The World Bank and Euro Zone Accession
The World Bank, one of Romanias international creditors, has made some recommendations to Bucharest, among which more focus on the measures meant to boost economic growth and domestic production, in terms of increasing productivity and product competitiv
Corina Cristea, 18.01.2013, 13:21
The World Bank has revised downwards its 2013 economic growth forecast for Romania from 2.8% to 1.6%. However, representatives of the aforementioned international financial institution say the real figures might be higher if agriculture fares well this year, if the rate of European funds absorption is increased and domestic demand rises. The representatives of the World Bank have also noticed the progress Romania has made in terms of macro-economic stabilization and recommended to Romania to go on with structural reforms and not to hurry to adopt the euro before achieving a real convergence with European economies.

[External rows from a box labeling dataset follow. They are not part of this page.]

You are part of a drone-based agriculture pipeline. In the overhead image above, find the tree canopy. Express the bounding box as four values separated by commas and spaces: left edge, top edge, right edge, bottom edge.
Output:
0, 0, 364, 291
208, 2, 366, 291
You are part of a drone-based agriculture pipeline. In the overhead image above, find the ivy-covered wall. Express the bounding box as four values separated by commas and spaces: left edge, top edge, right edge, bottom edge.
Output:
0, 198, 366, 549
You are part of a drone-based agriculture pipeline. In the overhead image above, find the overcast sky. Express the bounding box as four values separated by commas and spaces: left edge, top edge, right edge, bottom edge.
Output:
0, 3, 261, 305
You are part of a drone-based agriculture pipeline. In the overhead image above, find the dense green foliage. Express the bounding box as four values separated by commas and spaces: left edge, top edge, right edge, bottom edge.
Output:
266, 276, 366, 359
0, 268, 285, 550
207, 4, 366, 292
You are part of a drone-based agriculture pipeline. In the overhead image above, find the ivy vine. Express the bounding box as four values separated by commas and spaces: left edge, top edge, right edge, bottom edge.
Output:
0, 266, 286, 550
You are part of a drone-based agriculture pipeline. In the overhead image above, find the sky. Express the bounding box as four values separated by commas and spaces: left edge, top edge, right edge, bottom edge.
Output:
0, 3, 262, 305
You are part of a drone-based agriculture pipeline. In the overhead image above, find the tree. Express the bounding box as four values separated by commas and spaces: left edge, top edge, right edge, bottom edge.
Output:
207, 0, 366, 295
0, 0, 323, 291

Despite the progress registered by Romania’s economy regarding the control of the budget deficit, the positive evolution of exports and of the inflation rate at the end of the year, there is still a lot to be done, so that these achievements could be considered sustainable, says the World Bank country manager for Romania and Hungary, Francois Rantrua:
Francois Rantrua: “We still have to deal with many problems and we risk hearing people say: our budget deficit and inflation rate are OK, we can now leave reforms aside. I hope this time people have understood that reforms have to be continued. There are many sectors that need reforms. It takes some time to reform the public administration and regain the investors’ trust, but these reforms must go on. You cannot continue to have economic growth if you don’t attract investors interested in the energy field. The state owned enterprises cannot manage on their own in certain sectors”.

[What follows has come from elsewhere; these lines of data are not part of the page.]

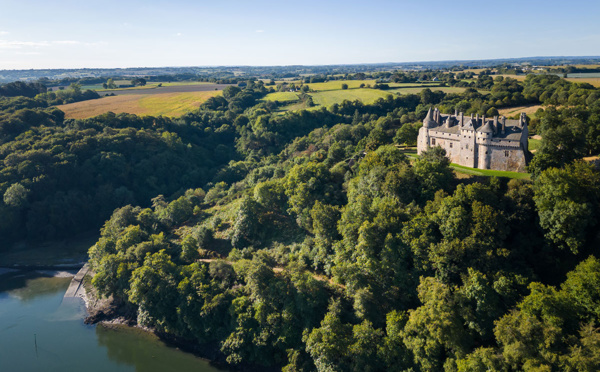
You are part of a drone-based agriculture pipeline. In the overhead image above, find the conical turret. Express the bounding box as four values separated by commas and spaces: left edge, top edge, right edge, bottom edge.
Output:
423, 107, 436, 128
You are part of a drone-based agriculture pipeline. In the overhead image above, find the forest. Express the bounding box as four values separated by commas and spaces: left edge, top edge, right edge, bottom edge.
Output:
0, 72, 600, 372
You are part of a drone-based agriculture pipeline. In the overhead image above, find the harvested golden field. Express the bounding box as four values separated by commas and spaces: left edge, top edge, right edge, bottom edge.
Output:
57, 91, 221, 119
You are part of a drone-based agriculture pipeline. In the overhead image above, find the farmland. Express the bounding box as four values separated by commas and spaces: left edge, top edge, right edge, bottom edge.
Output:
263, 80, 472, 112
58, 90, 221, 119
311, 89, 391, 107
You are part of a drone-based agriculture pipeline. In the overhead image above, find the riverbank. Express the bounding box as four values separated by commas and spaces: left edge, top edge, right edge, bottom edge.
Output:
81, 271, 270, 372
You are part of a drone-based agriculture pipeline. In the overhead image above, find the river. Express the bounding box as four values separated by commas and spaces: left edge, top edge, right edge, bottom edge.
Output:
0, 272, 220, 372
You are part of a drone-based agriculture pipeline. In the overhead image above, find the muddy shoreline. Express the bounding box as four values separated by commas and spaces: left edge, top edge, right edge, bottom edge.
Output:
82, 273, 264, 372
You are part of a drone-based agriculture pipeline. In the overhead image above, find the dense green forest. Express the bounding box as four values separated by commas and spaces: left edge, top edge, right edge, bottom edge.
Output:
0, 74, 600, 372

According to the chief economist of the National Bank of Romania, Valentin Lazea, a distinction should be made between the domains that need public investments and those that rely on private investments.
Valentin Lazea: “We should, once and for all, make a distinction between what the state can and has to finance and what the private sector should finance. I have referred to the energy field where things have become clear: the nuclear energy field will be funded by the state, the alternative energy field will probably remain in private hands, and I also referred to agriculture, where the irrigations networks, storage houses, etc will remain funded by the private sector while the infrastructure, gas and water supply and sewerage will remain in the state’s hands.”
Some of the challenges Romania is now facing are: re-balancing its social security budget, the reform of the healthcare sector, streamlining the activity of state-owned enterprises and improving the system of collecting money to the state budget.